Dja Endar Moeda membuka toko buku yang merupakan Sebagian dari buku-buku yang
ditulisnya sendiri. Dja Endar Moeda selain menulis buku-buku pelajaran sekolah,
juga buku-buku umum termasuk buku roman (novel). Pada tahun 1899 Dja Endar
Moeda mengakuisisi surat kabar Pertja Barat termasuk percetakannya. Pada tahun
1900 Dja Endar Moeda menerbitkan surat kabar Tapian Na Oeli yang berbahasa
campuran Melayu dan Batak untuk sirkusi di wilayah Tapanoeli. Pada tahun 1901
Dja Endar Moeda kembali menerbitkan satu majalah bulanan Insulinde yang berisi
tentang pembangunan, pertanian dan industry rakyat. Majalah Insulinde ini juga
menjadi organ dari organisasi kebangsaan yang didirikannya pada tahun 1900 yang
diberi nama Medan Perdamaian. Tidak sampai disitu. Pada tahun 1904, Dja Endar
Moeda menerbitkan surat kabar berbahasa Belanda bernama Sumatra Nieuwsblad.
Mengapa harus berbahasa Belanda? Sudah barang tentu untuk merambah pasar
pembaca baru agar aspirasi orang pribumi dapat dipahami orang orang
Eropa/Belanda.
Kehadiran surat kabar berbahasa Melayu di Atjeh sudah barang tentu dapat dengan mudah diterima penduduk, sesuai motto Dja Endar Moeda bahwa pendidikan dan jurnalistik sama pentingnya: sama-sama mencerdaskan bangsa. Dja Endar Moeda tidak membedakan satu suku dengan suku yang lainnya. Dja Endar Moeda adalah seorang nasionalis. Ini tergambar dari motto surat kabarnya Pertja Barat di Padang: “Oentoek Sagala Bangsa”. Demikianlah cara guru melihat bangsanya. Dja Endar Moeda juga sangat piawai dalam hukum, tidak hanya di Padang juga di Atjeh.
De Tijd: godsdienstig-staatkundig dagblad, 02-08-1909: ‘Dja Endar Moeda,
editor koran ‘Pembrita Atjeh’ membantu seorang terdakwa secara hukum dan bebas.
Atas memberikan keterangan (saksi ahli) yang mewakili terdakwa dan sikap adil,
Dja Endar Moeda ditawari pemerintah f5000, melalui pengacara, tetapi Dja Endar
Moeda menolaknya. Dja Endar Moeda di Aceh berfungsi ganda: mencerdaskan bangsa
(Pembrita Atjeh) juga sekaligus membantu para terdakwa (pribumi maupun asing)

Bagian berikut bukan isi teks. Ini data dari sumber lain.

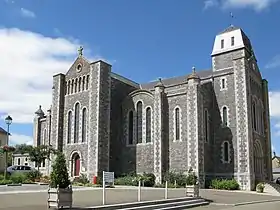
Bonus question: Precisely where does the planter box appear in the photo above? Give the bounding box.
[186,184,199,197]
[47,186,73,209]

secara berkeadilan di muka hukum (saksi ahli)’.
Tunggu deskripsi lengkapnya
Sejak Invasi VOC (1668) hingga 1905 (Dja Endar Moeda): Pantai Barat Sumatra dari Zaman Kuno hingga Masa kini
Setelah penyerahan sepenuhnya Atjeh, Pemerintah Hindia Belanda mulai menata kembali wilayah administrasi pemerintahan, dalam hal ini, di wilayah Sumatra bagian utara. Tujuan penataan wilayah administrasi pemerintahan untuk memberi dampak bagi penduduk dengan kendali manajemen yang paling efisien dan efektif.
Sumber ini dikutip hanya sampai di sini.